Ich hasse Max Frisch. Diese Überschrift eines Großartikels in der heutigen Frankfurter Allgemeinen Sonntagszeitung macht natürlich extrem neugierig. Wäre der Satz von mir, würde er fast niemanden interessieren. Der Satz ist aber von Sibylle Berg, der Schweizerin aus Weimar. Sie muss ihren neuen Roman vermarkten, der zwar erst am 11. April erscheint, aber vorab auch einen guten Seitenfüller liefert. Früher gab es bisweilen Sperrfristen und Streit um die strenge Einhaltung derselben. Mal sehen, welche Zeitung wie schnell nachzieht und ob Sibylle im ZEIT-Magazin die Traum- oder die Rettungsrubrik freigeräumt bekommt. Ich würde nie sagen: Ich hasse Sibylle Berg, obwohl sie mir durch das Gewese um ihre Person regelmäßig auf den Wecker geht.
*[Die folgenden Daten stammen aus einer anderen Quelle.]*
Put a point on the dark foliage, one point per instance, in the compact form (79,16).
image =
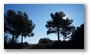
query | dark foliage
(18,23)
(59,25)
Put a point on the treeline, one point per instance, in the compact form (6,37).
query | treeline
(18,24)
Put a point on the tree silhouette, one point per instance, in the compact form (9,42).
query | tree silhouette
(8,24)
(18,23)
(25,26)
(59,25)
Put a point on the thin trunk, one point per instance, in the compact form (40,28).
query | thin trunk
(58,33)
(13,41)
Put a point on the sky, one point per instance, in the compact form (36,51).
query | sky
(40,14)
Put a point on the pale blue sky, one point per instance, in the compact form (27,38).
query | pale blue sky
(40,14)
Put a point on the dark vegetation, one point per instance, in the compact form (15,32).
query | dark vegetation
(18,24)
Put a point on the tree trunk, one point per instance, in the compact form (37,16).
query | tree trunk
(58,33)
(22,40)
(13,41)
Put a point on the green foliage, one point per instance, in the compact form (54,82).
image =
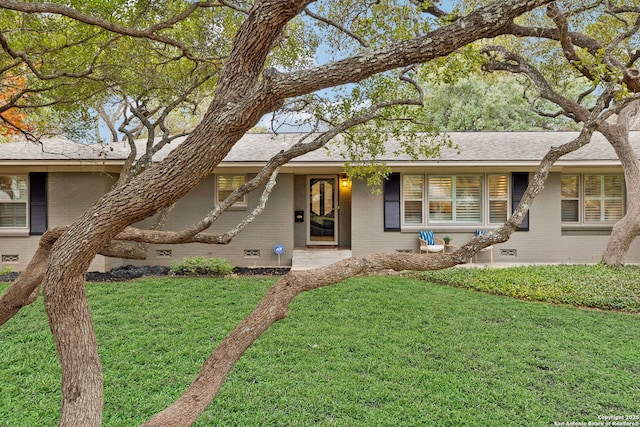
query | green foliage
(385,351)
(594,286)
(190,266)
(483,103)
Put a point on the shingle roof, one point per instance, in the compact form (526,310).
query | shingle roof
(473,147)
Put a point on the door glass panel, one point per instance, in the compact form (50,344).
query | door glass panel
(322,207)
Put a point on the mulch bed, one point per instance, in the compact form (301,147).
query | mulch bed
(130,272)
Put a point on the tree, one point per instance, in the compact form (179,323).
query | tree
(12,119)
(593,52)
(248,86)
(484,102)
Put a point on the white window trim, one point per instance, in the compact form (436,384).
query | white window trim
(485,200)
(487,204)
(19,231)
(240,204)
(602,198)
(582,200)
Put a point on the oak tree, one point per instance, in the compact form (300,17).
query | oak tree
(258,67)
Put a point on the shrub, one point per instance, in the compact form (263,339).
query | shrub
(193,266)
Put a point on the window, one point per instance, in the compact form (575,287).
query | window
(498,198)
(13,201)
(226,184)
(455,199)
(412,194)
(570,198)
(601,198)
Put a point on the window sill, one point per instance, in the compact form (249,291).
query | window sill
(14,232)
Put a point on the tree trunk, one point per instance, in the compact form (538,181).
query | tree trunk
(628,227)
(72,327)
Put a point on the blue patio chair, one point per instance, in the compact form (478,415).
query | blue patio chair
(430,243)
(487,249)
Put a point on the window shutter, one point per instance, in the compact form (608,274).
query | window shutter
(391,190)
(520,182)
(37,203)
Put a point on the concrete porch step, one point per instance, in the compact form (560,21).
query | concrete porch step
(304,259)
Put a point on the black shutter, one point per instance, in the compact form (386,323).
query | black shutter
(391,189)
(37,203)
(520,182)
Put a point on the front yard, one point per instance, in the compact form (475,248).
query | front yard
(385,351)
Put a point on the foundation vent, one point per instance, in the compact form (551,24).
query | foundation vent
(10,258)
(508,252)
(164,253)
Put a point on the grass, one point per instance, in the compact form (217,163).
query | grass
(379,351)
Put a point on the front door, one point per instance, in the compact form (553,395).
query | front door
(322,227)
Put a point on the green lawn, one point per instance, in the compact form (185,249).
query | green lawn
(371,351)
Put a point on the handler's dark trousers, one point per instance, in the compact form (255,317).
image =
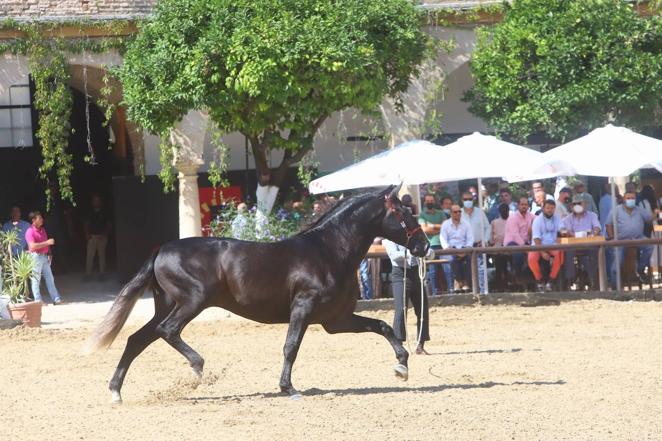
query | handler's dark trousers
(413,296)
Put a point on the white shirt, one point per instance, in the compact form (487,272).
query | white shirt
(476,227)
(456,236)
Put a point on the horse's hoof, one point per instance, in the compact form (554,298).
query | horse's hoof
(401,371)
(117,398)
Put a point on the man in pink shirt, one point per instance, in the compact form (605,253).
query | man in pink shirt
(518,232)
(39,245)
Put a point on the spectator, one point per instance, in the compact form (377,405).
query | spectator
(496,239)
(505,197)
(474,194)
(631,187)
(491,197)
(538,199)
(580,190)
(408,202)
(240,222)
(457,233)
(648,202)
(446,204)
(630,221)
(518,233)
(545,230)
(537,203)
(605,204)
(563,203)
(399,259)
(15,223)
(430,220)
(480,228)
(97,228)
(39,246)
(581,221)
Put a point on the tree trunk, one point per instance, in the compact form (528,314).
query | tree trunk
(270,180)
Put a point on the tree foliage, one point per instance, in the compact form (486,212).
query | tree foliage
(273,70)
(561,67)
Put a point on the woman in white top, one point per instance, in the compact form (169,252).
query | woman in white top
(648,201)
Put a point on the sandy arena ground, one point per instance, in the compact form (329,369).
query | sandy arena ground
(589,370)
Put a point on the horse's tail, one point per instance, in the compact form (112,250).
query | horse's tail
(113,321)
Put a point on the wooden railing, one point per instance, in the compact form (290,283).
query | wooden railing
(377,251)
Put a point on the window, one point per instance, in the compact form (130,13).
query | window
(15,117)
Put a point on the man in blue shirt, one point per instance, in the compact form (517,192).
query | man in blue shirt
(630,221)
(544,231)
(401,259)
(457,233)
(17,224)
(581,220)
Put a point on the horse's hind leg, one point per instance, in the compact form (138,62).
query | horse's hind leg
(356,323)
(137,343)
(171,328)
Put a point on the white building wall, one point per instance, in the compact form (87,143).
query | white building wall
(334,147)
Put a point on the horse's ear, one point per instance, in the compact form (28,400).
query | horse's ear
(387,191)
(394,192)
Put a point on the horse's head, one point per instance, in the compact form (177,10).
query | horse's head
(400,226)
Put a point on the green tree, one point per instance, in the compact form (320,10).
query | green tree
(273,70)
(560,67)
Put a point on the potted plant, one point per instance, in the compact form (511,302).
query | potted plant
(16,273)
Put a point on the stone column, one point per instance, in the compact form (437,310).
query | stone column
(188,136)
(190,224)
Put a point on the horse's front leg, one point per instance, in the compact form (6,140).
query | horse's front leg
(356,323)
(299,315)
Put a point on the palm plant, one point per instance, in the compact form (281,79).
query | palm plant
(16,270)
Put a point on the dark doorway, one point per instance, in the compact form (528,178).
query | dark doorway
(93,168)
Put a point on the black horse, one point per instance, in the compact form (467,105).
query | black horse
(307,279)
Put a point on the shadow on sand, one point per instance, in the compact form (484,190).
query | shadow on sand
(376,390)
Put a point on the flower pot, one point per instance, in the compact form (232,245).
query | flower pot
(29,313)
(4,312)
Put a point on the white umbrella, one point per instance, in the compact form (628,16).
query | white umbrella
(409,162)
(485,156)
(608,151)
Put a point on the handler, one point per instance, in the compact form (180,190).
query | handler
(397,255)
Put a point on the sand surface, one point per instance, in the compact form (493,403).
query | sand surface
(589,370)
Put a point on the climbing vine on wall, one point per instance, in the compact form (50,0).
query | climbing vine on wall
(46,50)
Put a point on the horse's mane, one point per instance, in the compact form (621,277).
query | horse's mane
(337,210)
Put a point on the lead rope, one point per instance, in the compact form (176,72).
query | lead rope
(422,268)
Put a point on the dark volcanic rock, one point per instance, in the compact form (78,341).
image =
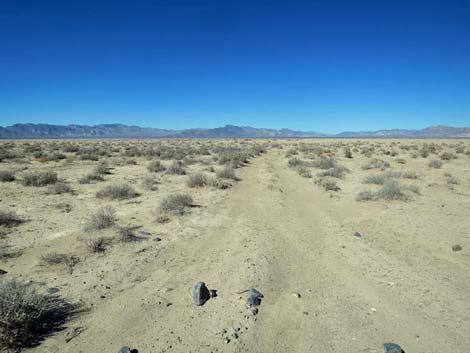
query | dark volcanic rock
(200,293)
(392,348)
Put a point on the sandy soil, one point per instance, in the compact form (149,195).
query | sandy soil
(325,290)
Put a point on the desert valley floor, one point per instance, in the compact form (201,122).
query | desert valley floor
(353,243)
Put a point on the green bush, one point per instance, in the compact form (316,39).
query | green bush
(28,316)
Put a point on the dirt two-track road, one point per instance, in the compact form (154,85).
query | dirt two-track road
(325,290)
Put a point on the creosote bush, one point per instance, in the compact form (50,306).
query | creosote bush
(126,234)
(434,163)
(376,164)
(97,245)
(390,190)
(117,192)
(104,218)
(149,183)
(176,168)
(176,204)
(6,176)
(59,188)
(69,261)
(227,172)
(28,316)
(39,178)
(9,219)
(87,179)
(197,180)
(328,184)
(155,167)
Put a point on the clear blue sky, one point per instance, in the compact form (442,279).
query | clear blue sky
(324,66)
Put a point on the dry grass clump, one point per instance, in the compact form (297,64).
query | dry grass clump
(87,179)
(376,164)
(434,163)
(67,260)
(97,245)
(219,183)
(27,316)
(155,167)
(390,190)
(101,169)
(451,180)
(197,180)
(149,183)
(117,192)
(176,204)
(303,171)
(39,178)
(328,184)
(380,179)
(447,156)
(104,217)
(227,172)
(338,171)
(6,175)
(325,163)
(126,234)
(176,168)
(59,188)
(9,219)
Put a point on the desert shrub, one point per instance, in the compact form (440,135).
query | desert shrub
(102,219)
(39,178)
(101,169)
(9,219)
(67,260)
(452,180)
(149,183)
(365,195)
(6,175)
(328,184)
(291,152)
(325,163)
(391,190)
(226,172)
(87,179)
(219,183)
(117,192)
(126,234)
(294,162)
(425,151)
(414,189)
(338,171)
(434,163)
(176,204)
(155,166)
(380,179)
(97,245)
(28,316)
(233,158)
(303,171)
(376,164)
(176,168)
(447,156)
(196,180)
(59,188)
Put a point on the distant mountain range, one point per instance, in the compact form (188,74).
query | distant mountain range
(38,131)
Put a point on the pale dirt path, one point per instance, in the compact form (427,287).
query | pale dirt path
(277,232)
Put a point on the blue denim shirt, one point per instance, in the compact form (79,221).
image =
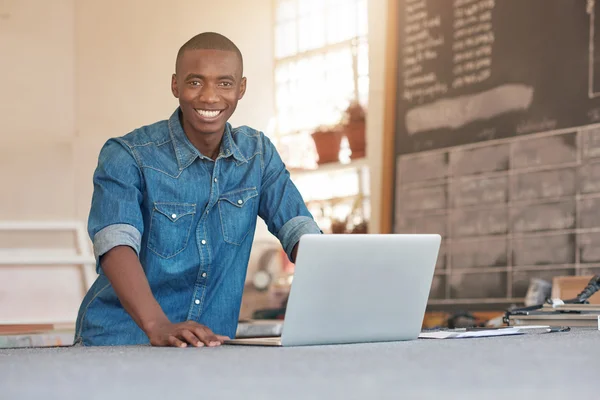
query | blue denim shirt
(191,221)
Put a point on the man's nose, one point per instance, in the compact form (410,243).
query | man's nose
(208,94)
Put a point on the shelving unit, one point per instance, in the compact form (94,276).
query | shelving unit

Ich habe auch nie gesagt: Ich hasse Elfriede Jelinek, obwohl ich seit der für meinen Vortrag über sie nötigen Hardcore-Recherche sofort von posttraumatischen Belastungsstörungen befallen werde, sobald mir ihr Name begegnet.

6. April 2019

Mein erster Gedanke gestern nach diesem Büchner in Meiningen: Lass Bulgaren aus Frankreich kommen, Gott des Theatergemetzels, dann wird alles gut. Was für ein schöner, schöner Abend! Heute geht es sicher weniger vergnüglich zu, an unserer Jahreshauptversammlung in Weimar in der Eckermann-Buchhandlung wird auch keine leibhaftige Botschafterin teilnehmen. Immerhin: ich werde in aller Stille die üblichen Gedichte belauschen, die verteilten Reden und die Debatten, die an Überraschungswert im Lauf der Jahre nicht zugenommen haben. Vor 25 Jahren besichtigten wir die Ausgrabungen von Pompeij und bestiegen den Vesuv. Wo es übel kalt wurde. Es rauchte brav im Krater, ein Bröcklein vom Vulkangestein lag jahrelang noch in unserer Durchreiche hinter Glas, es gab auch einen Stempel oben als Beleg, man sei dagewesen. Muss man dabei gleich noch an Goethe denken? Nur wegen des Namens der Buchhandlung? 2019 steht uns gleich zweimal Italien bevor.